You see, I’m 16 years old — and according to researchers at the think tank Dpart, the voting age should be lowered so that my friends and I can have a say in the running of the country. The idea is that it will increase our engagement with politics.
This brainchild of the Scottish National Party is now backed by Labour, the Liberal Democrats and about anyone else you care to name. The argument at its simplest is: Scotland did it during the referendum, and that turned out all right, so why shouldn’t we give it a go?
Well — to be as polite as possible — as a generation we just don’t know enough. When it comes to politicians, most young people I talk to know exactly three of them. There’s the one who’s Prime Minister. There’s the one who made our GCSEs harder. And there’s the one in London who got stuck on the zip wire. Try as I might, it’s rare to find someone my age who has passionate views about the bedroom tax or NHS privatisation.
This isn’t to say that young people are apathetic, or lazy, or whatever other cliche you want to wheel out. The fact is, so many of the key policies that the election will be fought on just aren’t integral to our everyday lives. As much as I’d like to enjoy the sort of living conditions in which I’d be affected by a “mansion tax” or income tax cuts, I’m still living with my mum — and have roughly £17 in my bank account.
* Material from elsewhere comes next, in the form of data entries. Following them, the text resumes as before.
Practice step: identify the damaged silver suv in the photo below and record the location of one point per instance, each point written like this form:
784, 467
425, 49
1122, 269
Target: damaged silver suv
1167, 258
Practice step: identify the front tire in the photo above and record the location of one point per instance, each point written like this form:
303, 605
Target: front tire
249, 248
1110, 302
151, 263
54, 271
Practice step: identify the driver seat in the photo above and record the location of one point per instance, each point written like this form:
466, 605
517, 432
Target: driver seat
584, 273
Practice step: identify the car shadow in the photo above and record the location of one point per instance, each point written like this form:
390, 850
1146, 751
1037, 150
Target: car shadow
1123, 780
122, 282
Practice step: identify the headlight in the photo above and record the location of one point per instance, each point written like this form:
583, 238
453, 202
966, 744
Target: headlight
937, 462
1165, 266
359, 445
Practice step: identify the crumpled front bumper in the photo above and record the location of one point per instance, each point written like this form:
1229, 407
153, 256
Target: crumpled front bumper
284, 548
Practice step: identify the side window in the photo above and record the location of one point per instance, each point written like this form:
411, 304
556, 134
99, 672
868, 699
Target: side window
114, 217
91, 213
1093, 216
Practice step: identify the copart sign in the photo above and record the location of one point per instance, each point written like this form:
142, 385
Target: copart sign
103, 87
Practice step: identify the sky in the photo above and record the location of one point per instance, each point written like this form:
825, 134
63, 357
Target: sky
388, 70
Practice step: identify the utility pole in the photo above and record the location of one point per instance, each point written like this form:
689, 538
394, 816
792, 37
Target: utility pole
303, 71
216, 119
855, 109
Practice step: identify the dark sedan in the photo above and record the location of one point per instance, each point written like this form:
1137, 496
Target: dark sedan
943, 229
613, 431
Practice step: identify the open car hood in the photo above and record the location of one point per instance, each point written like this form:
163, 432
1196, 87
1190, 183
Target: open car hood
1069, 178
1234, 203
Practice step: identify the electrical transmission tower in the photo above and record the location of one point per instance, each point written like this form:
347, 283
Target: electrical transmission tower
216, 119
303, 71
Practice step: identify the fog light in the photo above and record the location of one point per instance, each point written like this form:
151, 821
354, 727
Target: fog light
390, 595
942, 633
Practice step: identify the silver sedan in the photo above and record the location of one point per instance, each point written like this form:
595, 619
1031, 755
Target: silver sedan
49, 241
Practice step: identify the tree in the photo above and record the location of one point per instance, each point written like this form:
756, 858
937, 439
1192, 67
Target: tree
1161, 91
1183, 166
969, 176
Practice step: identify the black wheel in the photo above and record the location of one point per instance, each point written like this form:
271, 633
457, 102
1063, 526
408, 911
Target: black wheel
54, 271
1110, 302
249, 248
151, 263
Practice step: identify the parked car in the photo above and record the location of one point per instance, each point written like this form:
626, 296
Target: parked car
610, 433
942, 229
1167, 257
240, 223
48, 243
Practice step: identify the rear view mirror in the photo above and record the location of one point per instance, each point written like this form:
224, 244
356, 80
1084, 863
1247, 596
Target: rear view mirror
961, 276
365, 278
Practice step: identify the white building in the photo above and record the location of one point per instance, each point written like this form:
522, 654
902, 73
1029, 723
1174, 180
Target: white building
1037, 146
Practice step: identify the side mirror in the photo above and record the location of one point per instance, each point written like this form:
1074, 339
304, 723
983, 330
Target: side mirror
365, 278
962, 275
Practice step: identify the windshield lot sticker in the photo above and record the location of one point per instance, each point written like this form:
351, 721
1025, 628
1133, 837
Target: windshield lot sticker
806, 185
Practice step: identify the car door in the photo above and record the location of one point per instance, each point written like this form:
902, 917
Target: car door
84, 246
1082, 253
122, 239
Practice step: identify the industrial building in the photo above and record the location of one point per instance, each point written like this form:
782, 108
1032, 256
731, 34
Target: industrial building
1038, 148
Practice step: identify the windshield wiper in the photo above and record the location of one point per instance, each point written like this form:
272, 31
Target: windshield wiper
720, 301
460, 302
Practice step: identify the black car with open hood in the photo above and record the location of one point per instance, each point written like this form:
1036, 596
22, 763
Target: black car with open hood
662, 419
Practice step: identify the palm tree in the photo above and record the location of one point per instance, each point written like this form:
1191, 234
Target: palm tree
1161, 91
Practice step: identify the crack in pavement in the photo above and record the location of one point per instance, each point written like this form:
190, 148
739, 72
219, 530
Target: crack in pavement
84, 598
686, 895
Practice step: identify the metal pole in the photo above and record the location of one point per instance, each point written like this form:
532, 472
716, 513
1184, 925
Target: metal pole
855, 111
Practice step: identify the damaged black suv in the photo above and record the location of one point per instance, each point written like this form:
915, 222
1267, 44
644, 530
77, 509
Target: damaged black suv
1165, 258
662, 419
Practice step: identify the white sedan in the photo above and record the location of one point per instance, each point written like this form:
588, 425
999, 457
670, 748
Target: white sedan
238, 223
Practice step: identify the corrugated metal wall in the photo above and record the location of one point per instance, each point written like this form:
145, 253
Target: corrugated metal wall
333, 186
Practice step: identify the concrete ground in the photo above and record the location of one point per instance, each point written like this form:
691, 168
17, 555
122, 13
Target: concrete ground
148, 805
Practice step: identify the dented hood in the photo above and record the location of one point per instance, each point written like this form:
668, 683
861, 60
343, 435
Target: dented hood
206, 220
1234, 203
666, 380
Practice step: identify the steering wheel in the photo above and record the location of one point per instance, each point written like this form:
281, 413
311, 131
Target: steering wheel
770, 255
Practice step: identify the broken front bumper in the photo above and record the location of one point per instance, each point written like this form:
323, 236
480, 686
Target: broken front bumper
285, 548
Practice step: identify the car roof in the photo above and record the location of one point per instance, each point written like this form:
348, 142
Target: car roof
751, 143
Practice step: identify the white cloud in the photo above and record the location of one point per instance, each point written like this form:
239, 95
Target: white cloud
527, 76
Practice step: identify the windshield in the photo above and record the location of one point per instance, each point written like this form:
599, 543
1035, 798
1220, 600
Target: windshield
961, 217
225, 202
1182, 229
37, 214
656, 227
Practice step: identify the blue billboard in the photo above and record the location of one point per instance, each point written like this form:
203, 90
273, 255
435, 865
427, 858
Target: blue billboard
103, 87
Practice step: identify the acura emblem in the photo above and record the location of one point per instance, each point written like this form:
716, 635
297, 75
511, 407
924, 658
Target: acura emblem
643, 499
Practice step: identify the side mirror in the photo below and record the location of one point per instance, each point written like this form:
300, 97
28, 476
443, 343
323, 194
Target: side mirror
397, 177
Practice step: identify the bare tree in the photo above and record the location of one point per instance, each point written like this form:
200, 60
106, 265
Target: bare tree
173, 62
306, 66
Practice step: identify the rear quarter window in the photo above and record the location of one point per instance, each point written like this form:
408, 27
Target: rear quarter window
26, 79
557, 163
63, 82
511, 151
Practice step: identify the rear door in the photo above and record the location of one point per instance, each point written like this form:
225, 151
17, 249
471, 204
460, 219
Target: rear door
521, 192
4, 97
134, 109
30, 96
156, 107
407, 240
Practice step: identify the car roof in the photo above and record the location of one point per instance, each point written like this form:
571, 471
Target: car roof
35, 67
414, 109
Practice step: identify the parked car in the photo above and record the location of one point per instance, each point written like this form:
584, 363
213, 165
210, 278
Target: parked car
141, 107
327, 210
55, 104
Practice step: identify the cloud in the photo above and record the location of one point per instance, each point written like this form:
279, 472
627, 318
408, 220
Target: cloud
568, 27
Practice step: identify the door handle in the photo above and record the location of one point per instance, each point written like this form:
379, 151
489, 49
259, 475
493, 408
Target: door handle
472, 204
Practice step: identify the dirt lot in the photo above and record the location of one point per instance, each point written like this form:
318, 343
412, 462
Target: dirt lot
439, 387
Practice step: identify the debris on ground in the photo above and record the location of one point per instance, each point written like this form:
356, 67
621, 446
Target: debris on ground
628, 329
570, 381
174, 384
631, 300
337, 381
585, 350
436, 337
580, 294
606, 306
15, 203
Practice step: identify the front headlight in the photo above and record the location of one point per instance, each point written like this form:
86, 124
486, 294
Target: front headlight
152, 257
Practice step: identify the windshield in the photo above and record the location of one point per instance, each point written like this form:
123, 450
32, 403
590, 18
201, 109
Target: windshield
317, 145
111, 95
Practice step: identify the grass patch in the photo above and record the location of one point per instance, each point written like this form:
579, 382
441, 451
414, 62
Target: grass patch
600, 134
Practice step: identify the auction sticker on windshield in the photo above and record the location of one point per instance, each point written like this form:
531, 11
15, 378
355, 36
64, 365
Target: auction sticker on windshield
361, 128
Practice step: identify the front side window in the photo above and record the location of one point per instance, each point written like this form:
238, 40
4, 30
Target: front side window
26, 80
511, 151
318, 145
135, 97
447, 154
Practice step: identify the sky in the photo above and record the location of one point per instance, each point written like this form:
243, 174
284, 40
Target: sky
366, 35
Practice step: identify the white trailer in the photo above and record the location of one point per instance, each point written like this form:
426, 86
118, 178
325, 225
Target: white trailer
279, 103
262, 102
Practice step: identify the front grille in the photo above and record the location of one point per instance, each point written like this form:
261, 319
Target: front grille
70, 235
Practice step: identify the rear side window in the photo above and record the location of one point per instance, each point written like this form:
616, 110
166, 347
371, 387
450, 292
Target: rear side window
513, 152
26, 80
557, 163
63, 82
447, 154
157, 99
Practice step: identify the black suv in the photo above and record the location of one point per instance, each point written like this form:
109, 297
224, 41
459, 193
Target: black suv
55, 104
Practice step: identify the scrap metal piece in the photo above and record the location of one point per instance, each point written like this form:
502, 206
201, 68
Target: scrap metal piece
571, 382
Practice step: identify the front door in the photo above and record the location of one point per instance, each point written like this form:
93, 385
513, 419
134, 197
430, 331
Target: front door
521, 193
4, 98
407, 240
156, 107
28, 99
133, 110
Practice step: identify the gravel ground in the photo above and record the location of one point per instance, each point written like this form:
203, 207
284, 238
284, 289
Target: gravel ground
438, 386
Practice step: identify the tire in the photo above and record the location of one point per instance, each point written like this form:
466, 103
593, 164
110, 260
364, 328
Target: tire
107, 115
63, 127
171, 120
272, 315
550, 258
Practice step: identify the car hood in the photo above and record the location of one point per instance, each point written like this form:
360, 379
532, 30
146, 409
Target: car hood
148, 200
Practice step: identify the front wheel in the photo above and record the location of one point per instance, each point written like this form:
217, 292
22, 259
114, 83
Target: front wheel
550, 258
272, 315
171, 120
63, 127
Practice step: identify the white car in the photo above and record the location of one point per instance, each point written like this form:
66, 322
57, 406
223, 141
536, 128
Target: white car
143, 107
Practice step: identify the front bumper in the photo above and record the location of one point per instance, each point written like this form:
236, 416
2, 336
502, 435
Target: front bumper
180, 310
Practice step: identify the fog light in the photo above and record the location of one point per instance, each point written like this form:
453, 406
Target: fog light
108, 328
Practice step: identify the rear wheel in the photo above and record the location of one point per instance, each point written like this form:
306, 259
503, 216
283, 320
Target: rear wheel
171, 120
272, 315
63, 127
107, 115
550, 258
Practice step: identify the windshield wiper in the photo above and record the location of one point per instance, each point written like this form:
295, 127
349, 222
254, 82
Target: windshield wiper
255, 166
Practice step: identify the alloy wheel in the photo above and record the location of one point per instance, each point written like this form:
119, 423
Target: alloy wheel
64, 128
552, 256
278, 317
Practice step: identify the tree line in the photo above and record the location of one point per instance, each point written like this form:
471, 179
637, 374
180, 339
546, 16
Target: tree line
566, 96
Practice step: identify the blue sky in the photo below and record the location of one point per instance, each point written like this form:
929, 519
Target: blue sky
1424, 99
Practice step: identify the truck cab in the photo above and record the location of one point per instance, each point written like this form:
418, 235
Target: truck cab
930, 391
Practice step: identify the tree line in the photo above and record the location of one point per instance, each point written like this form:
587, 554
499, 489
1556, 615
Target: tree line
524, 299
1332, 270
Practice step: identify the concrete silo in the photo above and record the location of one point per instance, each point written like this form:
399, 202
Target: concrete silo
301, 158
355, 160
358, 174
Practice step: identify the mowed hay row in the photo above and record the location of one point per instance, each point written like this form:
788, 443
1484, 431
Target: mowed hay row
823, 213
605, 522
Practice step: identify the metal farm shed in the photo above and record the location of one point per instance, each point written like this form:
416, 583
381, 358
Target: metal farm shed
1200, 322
I’d challenge you to find a lot of 16-year-olds who aren’t in the same boat.
Of course, lots of my contemporaries like the idea of being able to vote. This year the UK Youth Parliament chose ‘Votes at 16’ as its priority campaign, and support seems to be ever-increasing. But for most of my friends, the details are more than a little fuzzy. I asked one, an enthusiastic supporter of the plan, whom he’d actually vote for. “Oh, probably just whoever my Dad likes.”
To fix this we’d have to combine a lower voting age with a massive increase in the amount of political education and engagement in the national curriculum. But seeing as people can’t even agree on how topics like sex education should be taught, getting agreement on a huge infusion of civic education seems unlikely.
The one good argument in favour is that there are too few policies aimed at young people. But who’s to say that lowering the voting age will lead to any more? Even if a few of us troop to the polling station, we’d be no match for the roaring, thunderous force that is the over-sixties — the nation’s most dedicated voters. They’re the ones who file the deciding ballot papers, and policies are tailored accordingly.
If young people are going to have an impact on politics, we need to focus not on those taking their AS-levels, but those who are already enfranchised — in particular, the 56 per cent of 18-25-year-olds who didn’t vote in the last election. If numbers give you power, we need to make sure those numbers turn up on election day.
Ed Miliband, who has supported the votes-at-16 plan, says it will help politicians “hear the voices of those who haven’t been heard in a long time”. But he doesn’t seem to have thought about what they’d actually be saying – only about the boost Labour would get in the polls.
Perhaps he and the other politicians could stop telling us they want to hear our voices, and start offering targeted and sympathetic policies that directly affect our lives. Improving the education system, investing in vocational opportunities, capping our university fees the list goes on. If any of that’s on offer by the time I turn 18, then I might actually know what I want to vote for.